Anyway, it’s always like that. You do your best to keep to yourself and then, one fine day, you somehow find you’re caught up in something that sweeps you along with it to the bitter end.
In a city smothering under the summer sun and an overdose of la dolce vita, Leo Gazarra spends his time in an alcoholic haze, bouncing between run-down hotels and the homes of his rich and well-educated friends, without whom he would probably starve. At thirty, he’s still drifting: between professions that mean nothing to him, between human relationships both ephemeral and frayed. Everyone he knows wants to graduate, get married, get rich—but not him. He has no ambitions whatsoever. Rather than toil and spin, isn’t it better to submit to the sweet alienation of the Eternal City? Rome, sometimes a cruel and indifferent mistress, sometimes sweet and sublime. There can be no half-measures with her, either she’s the love of your life or you have to leave her.

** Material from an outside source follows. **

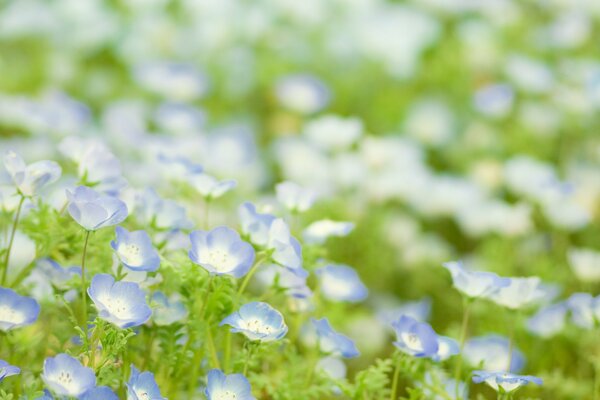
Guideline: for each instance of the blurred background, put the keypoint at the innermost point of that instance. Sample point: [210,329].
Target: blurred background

First discovered by Natalia Ginzburg, Gianfranco Calligarich’s Last Summer in the City is a forgotton classic of Italian literature, of a similar stature to The Great Gatsby or The Catcher in the Rye—and its recent reissue has brought with it comparisons to writers such as Capote, Hemingway, Franzen, and Moravia. Biting, tragic, endlessly quotable, it is at last making its debut in English translation, along with an introduction from longtime fan André Aciman.